Officials hope report, revised process will ease school redistricting anxieties

July 24, 2005|By Hanah Cho | Hanah Cho,SUN STAFF

Another round of redrawing school attendance areas has begun in Howard County under a revamped redistricting process that school officials hope will create more stability instead of the anxiety associated with this difficult task.

On hand for the first time this year is a feasibility study that outlines a plan for the opening of a new elementary school in Dayton next year and a proposal for setting boundary lines in 2007, when a second elementary school is to open in Ellicott City.

The study, which looks at future capital needs and redistricting over a 10-year period, was produced by the school system's Office of Geographical Information Systems. It was presented to the Board of Education last week.

"First of all, it's a learning process for everyone, including staff. The benefits are it does a great job of tying together redistricting and capital budgeting," said David Drown, the school system's coordinator of geographical information systems. "The two are very much related and intertwined, and this gives you a formal way to look at both components in one composite look.

"It improves our process because it gives more focus on long-term planning."

The more immediate goal for this year's redistricting is filling the new elementary school, off Ten Oaks Road in Dayton, when it opens in August of next year. The new school will relieve crowding at other western Howard elementary schools.

The plan calls for about 600 pupils from Clarksville and Triadelphia Ridge elementary schools to fill the new school. As a result, 431 pupils would move to other western Howard elementary schools.

Pupils from Manor Woods and West Friendship elementary schools would transfer to Triadelphia Ridge Elementary, and pupils from Fulton would move to Pointers Run Elementary. Pupils from Pointers Run would attend Clarksville Elementary.

Another focus of this year's redistricting is making adjustments at some middle schools, particularly crowded Patapsco Middle School.

During last year's process to fill Marriotts Ridge High School, which opens next month, the Board of Education decided against redrawing middle school boundaries. The board said it makes more sense to make changes at the middle school level when the school system works on redistricting for the Dayton elementary school.

School redistricting in Howard County is a way of life because of growth.
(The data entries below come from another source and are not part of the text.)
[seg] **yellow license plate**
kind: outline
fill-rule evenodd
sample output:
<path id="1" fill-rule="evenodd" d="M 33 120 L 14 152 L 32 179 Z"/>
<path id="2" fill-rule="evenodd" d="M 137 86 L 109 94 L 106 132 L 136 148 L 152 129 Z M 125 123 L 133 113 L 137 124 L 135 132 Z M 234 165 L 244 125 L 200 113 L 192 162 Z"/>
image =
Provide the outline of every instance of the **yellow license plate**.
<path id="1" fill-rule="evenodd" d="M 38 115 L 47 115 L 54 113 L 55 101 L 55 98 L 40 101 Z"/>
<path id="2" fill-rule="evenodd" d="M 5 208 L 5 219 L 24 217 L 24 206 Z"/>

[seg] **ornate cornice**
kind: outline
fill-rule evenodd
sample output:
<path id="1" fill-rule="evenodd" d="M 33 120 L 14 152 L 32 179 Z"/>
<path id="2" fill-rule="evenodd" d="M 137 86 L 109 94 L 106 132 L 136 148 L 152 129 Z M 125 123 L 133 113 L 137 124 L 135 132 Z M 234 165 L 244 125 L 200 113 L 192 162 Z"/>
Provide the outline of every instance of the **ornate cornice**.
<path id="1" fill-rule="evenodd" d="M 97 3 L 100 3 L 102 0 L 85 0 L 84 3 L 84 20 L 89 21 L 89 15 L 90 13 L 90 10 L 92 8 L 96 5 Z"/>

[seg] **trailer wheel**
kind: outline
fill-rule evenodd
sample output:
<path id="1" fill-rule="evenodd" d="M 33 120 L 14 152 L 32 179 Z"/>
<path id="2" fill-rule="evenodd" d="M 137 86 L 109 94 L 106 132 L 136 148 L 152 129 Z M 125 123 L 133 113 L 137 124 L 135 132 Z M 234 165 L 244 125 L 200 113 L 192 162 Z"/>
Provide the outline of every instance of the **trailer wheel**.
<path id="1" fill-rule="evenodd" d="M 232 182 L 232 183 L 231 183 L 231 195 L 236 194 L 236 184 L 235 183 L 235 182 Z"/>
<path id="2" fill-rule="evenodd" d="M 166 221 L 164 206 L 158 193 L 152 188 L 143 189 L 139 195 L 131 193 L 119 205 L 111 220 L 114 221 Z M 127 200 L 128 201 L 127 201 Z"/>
By the time Marriotts Ridge opens, the school system will have built 25 schools since 1989.

Redistricting for high schools generally causes the most contention.

"High school is hardest without a doubt because of everything the kids are involved with," said Ellen Flynn Giles, a member of the newly renamed attendance area committee who has served on previous committees.

In the next two months, the 12-member citizens advisory committee - which formerly drew new attendance areas - will review the feasibility study and offer suggestions for improvements, part of the revised redistricting process.

Meeting since June, the committee also has made sure that the Dayton elementary school's redistricting plan is in line with stricter standards under the school system's revised redistricting policy.

That includes not moving pupils more than once every five years, having no school enrollment over 110 percent of building capacity, and avoiding having a school send less than 15 percent of its promoted students to a new middle or high school.

"Everyone is clear about what should be considered and what are factored in," Giles said. "So what comes to the [school] board meets their expectations and the public's expectations."

The committee also will evaluate the feasibility study's long-term proposals, including school construction plans as enrollment rises.

"I'm hoping what we get from this is more stability by looking out further," Giles said. "You're positioning yourself in a way that people have a better sense of what's going on, so it's not a surprise."

The committee's meetings - held every other Wednesday at the Applications and Research Laboratory - are open to the public. Minutes can be found at

The superintendent, who will use the committee's suggestions on the Dayton elementary school redistricting plan, will offer his proposal to the Board of Education in the fall.

Copies of feasibility studies can be obtained at the public information office, Board of Education building, 10910 Route 108 in Ellicott City.